The Gratiolets’ cellar. Here generations have heaped up rubbish unsorted and unordered by anyone. Three fathoms deep it lies, under the watchful eye of a fat ginger-striped cat crouching high up on the other side of the skylight, tracking through the wire netting the inaccessible but nonetheless just perceptible scuttling of a mouse.

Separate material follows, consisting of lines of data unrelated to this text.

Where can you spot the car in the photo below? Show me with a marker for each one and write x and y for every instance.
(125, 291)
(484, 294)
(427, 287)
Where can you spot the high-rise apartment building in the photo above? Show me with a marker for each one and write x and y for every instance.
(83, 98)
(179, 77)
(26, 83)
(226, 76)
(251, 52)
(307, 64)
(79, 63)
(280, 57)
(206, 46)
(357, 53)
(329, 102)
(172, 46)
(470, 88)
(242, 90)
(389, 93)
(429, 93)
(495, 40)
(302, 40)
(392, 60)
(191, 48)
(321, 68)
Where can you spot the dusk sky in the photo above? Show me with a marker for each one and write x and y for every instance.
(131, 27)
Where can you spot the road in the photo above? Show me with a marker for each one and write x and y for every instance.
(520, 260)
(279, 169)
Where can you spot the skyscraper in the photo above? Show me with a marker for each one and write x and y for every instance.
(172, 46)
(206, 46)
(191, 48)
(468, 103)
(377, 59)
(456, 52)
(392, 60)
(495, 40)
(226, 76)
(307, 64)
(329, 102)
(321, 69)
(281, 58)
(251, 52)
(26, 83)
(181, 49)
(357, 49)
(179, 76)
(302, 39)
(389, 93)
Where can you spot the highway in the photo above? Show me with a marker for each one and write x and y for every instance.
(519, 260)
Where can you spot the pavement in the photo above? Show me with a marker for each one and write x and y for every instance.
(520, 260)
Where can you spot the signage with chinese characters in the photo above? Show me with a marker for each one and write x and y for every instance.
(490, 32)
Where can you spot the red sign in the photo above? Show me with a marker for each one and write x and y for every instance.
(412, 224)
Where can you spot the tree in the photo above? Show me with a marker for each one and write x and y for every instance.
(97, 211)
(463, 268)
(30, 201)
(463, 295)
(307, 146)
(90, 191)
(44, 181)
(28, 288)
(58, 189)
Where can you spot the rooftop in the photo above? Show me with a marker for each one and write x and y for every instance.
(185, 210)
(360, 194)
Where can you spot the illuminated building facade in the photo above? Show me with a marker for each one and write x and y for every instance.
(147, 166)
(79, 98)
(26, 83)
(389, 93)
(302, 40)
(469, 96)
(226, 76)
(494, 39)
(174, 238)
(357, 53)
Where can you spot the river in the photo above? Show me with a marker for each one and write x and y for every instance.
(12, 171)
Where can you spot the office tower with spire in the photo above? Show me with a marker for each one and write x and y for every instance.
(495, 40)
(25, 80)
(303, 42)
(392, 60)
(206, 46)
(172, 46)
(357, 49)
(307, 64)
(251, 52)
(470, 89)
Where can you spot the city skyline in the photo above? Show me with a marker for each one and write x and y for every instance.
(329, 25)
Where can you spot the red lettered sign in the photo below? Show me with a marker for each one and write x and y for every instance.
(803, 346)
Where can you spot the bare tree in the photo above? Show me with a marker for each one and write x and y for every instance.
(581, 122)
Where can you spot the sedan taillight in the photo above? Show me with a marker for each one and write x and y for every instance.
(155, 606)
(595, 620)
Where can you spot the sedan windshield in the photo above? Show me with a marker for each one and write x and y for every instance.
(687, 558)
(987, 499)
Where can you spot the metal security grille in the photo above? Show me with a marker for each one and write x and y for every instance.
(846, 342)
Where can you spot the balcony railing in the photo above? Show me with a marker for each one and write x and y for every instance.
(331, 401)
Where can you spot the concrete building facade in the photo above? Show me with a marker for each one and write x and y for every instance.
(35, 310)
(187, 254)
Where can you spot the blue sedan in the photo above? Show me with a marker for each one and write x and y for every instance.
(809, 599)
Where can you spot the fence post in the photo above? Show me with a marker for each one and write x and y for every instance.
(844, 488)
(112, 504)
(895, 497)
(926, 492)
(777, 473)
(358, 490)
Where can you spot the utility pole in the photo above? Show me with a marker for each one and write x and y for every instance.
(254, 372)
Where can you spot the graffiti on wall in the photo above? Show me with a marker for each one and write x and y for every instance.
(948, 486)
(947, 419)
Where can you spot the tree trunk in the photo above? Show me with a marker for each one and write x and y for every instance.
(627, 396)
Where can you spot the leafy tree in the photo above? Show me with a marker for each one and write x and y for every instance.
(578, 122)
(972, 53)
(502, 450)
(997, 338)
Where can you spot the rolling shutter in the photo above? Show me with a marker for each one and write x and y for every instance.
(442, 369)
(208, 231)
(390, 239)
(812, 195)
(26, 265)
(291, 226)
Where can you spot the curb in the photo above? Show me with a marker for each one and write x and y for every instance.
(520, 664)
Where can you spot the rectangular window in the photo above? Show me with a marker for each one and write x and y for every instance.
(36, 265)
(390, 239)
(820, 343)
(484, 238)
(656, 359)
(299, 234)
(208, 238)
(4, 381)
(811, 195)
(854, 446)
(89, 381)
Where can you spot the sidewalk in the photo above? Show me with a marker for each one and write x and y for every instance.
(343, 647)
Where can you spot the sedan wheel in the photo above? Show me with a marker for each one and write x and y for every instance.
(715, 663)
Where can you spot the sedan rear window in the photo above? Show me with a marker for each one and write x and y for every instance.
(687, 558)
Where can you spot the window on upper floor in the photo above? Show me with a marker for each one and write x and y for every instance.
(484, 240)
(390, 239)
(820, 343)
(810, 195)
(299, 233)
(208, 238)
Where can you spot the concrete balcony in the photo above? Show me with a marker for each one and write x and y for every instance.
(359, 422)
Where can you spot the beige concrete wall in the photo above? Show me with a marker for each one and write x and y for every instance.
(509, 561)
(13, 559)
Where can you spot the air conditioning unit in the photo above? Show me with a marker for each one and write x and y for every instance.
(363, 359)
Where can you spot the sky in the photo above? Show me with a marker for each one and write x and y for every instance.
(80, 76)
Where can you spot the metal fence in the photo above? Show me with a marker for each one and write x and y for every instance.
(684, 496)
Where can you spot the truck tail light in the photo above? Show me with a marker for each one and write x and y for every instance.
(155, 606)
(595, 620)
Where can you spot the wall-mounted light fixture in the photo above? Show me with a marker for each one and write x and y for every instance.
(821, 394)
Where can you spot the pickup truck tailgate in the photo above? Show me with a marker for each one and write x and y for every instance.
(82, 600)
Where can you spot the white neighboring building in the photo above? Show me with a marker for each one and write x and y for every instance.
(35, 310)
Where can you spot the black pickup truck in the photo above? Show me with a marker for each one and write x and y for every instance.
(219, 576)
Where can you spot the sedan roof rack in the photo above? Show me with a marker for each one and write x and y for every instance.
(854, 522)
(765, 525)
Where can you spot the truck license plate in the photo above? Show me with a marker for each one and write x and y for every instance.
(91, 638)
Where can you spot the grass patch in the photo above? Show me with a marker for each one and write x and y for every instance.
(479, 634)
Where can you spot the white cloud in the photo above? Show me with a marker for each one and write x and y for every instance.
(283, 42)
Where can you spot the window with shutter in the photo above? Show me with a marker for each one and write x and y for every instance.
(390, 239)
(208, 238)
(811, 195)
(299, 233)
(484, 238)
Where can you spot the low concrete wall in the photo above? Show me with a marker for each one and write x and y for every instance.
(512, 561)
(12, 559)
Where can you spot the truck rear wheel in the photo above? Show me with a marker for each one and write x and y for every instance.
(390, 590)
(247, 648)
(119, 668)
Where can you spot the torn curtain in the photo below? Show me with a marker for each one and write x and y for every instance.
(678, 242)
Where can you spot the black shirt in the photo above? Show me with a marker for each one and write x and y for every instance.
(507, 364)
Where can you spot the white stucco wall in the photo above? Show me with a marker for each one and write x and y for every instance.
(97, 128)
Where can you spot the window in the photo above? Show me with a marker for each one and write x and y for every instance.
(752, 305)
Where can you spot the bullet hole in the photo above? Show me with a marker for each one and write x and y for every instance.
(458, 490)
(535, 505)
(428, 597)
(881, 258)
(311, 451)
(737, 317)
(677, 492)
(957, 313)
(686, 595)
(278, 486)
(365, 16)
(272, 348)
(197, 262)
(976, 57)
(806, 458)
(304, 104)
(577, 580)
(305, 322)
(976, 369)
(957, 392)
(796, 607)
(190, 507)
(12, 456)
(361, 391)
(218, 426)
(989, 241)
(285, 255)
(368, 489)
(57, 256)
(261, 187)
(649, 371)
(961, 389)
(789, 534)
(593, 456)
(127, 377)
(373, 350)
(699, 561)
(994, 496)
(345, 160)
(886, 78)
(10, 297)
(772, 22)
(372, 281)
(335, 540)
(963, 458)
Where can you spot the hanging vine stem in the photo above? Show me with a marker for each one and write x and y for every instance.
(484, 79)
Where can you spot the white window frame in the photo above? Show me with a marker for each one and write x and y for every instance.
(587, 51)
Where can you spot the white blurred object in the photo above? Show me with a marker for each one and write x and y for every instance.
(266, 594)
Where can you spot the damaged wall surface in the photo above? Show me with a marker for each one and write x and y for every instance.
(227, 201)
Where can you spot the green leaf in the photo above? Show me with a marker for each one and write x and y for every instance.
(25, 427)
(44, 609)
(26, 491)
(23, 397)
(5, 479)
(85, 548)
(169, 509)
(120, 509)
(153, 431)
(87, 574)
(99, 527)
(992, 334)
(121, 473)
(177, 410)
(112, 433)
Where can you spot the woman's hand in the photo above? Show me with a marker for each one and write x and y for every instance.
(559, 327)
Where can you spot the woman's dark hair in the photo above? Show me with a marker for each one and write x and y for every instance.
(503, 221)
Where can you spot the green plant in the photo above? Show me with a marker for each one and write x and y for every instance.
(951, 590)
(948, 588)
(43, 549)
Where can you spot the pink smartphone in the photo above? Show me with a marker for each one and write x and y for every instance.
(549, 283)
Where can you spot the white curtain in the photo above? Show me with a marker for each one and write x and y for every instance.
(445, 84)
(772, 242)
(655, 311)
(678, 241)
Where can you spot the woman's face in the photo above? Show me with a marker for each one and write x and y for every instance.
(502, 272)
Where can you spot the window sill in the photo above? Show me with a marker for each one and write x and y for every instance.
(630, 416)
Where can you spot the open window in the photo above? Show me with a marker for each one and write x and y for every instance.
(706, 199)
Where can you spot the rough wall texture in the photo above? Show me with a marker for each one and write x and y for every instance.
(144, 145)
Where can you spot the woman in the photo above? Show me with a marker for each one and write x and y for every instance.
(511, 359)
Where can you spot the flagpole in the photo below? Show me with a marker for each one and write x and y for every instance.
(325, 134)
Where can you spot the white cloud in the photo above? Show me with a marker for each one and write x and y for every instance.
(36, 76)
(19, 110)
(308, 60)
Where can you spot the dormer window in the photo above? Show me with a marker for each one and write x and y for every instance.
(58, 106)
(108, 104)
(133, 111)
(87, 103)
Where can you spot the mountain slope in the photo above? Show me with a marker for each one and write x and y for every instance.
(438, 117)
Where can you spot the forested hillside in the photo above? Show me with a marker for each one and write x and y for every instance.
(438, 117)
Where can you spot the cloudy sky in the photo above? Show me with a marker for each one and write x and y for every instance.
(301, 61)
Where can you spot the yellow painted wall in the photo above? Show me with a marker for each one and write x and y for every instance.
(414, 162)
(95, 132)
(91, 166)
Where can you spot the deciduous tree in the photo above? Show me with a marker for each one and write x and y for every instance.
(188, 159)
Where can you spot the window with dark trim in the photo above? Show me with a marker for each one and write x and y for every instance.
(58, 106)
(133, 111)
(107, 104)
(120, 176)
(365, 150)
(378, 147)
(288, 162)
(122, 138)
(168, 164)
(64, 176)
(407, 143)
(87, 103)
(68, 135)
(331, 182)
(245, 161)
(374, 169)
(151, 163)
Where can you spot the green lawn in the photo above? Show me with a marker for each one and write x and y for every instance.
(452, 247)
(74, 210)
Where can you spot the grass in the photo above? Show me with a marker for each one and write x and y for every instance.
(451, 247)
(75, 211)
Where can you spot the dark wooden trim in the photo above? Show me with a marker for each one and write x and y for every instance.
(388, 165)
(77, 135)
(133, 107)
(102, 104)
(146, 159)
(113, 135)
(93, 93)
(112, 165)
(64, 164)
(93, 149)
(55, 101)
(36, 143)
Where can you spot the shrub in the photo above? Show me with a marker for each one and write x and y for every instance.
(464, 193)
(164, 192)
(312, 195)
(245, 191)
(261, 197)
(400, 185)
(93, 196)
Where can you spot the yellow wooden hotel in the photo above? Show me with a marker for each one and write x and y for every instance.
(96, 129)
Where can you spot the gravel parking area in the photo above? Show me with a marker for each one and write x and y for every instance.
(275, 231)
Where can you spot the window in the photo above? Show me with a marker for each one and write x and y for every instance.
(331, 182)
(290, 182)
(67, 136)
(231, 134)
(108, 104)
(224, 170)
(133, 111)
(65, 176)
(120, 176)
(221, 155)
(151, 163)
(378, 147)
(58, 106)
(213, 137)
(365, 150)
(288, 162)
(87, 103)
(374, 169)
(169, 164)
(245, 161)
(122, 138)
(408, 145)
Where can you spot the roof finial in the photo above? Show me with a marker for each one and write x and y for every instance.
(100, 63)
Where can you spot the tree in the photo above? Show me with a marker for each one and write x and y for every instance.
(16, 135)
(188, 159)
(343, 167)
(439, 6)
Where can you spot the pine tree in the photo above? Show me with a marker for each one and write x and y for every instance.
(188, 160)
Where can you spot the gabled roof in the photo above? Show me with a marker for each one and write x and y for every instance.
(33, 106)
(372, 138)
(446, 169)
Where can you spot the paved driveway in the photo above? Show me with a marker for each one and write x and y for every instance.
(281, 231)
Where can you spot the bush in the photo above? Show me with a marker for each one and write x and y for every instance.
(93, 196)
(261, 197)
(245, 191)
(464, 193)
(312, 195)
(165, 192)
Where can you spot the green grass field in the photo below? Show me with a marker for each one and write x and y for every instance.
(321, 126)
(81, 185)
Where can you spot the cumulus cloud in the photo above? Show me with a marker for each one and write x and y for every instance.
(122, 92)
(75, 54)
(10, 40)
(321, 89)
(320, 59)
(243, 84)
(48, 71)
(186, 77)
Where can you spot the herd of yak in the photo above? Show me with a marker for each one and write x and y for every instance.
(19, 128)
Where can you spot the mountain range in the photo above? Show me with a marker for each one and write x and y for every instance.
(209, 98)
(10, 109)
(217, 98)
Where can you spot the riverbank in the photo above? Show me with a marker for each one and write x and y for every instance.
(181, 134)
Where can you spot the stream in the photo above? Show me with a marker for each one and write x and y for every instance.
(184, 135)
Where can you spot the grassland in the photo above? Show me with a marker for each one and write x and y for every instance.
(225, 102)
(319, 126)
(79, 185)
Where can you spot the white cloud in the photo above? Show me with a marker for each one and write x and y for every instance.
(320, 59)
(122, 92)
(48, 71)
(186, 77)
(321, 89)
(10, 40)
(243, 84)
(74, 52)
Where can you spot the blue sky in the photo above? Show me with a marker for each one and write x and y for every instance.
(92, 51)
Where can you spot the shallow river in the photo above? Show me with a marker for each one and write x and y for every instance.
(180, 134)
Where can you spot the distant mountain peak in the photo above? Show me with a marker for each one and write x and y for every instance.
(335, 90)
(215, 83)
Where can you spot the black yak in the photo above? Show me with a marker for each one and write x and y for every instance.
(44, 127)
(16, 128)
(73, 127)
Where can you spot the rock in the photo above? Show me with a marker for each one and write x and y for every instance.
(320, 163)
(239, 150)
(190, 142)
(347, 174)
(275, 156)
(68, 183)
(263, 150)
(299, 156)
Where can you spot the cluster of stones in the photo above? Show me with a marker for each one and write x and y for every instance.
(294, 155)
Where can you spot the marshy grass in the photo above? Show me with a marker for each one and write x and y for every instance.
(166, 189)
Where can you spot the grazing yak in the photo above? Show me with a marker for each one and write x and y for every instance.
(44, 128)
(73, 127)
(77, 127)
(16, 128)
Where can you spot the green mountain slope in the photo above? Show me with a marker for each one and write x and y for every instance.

The eye, becoming slowly accustomed to the dark, could end up making out beneath the layer of fine grey dust heteroclite remains coming from each of the Gratiolets: the base and posts of an Empire bed, hickorywood skis having lost their spring long ago, a pith helmet that was of purest white once upon a time, tennis racquets held in heavy trapezoidal presses, an old Underwood typewriter of the celebrated Four Million model, which was held to be, in its time, and owing to its automatic tabulator, one of the most sophisticated objects ever made, and on which François Gratiolet began to type his invoices when he decided he had to modernise his accounting systems; an old Nouveau Petit Larousse Illustré beginning with a half-page 71 – ASP sbs (Grk aspis). Colloquial for viper. Fig. Asp-tongue perpetrator of calumnies – and ending with page 1530: MAROLLES-LES-BRAULTS (Dept of Sarthe, Mamers County); pop. 2,000 (vill. 950); an old cast-iron coatstand still holding up a raw-wool cloak patched with pieces of different colours and
even different materials: the overcoat worn by Pte Gratiolet, Olivier, taken prisoner at Arras on 20 May 1940, released as early as May 1942 thanks to the efforts of his uncle Marc (Marc, the son of Ferdinand, was not Olivier’s uncle but his father Louis’s second cousin, but Olivier called him “my uncle” just as he said “uncle” to his father’s other cousin, François); an old cardboard globe, with quite a few holes; piles and piles of incomplete runs of papers: L’Illustration, Point de Vue, Radar, Détective, Réalités, Images du Monde, Comédia; on a cover of Paris-Match, Pierre Boulez, wearing a tuxedo, waves his baton at the première of Wozzeck at the Paris Opera; on a cover of Historia two adolescents can be seen, one in the uniform of a colonel in the Hussars – white kerseymere trousers, midnight-blue dolman with pearl-grey frogging, tasselled shako – and the other in a black cloak and lace cravat and cuffs, rushing into each other’s arms, above the following legend: Did Louis XVII secretly meet Napoleon II at Fiume on 8 August 1808? The most amazing mystery of French history finally solved! A hatbox full of curling photographs, of yellowed or sepia-tinted snapshots you can never remember of what, or taken by whom: three men on a country lane; that dark man of graceful carriage, with curling black moustaches, wearing light-coloured check trousers, is surely Juste Gratiolet, Olivier’s great-grandfather, the first proprietor of the block of flats, with friends of his, who might be the Bereaux, Jacques and Emile, whose sister Marie he married; and those other two, standing in front of the Beirut War Memorial, both with empty right sleeves and medals on their chests, saluting the flag with their left hands, are Bernard Lehameau, a cousin of Marthe, François’s wife, and his old friend Colonel Augustus B. Clifford, for whom he worked as interpreter at Allied Forces General HQ at Péronne, where, like the colonel, he lost his right arm when the said GHQ was bombed by Richthofen, the “Red Baron”, on 19 May 1917; and the other one, the obviously long-sighted man reading a book on a raked lectern, is Gérard, Olivier’s grandfather.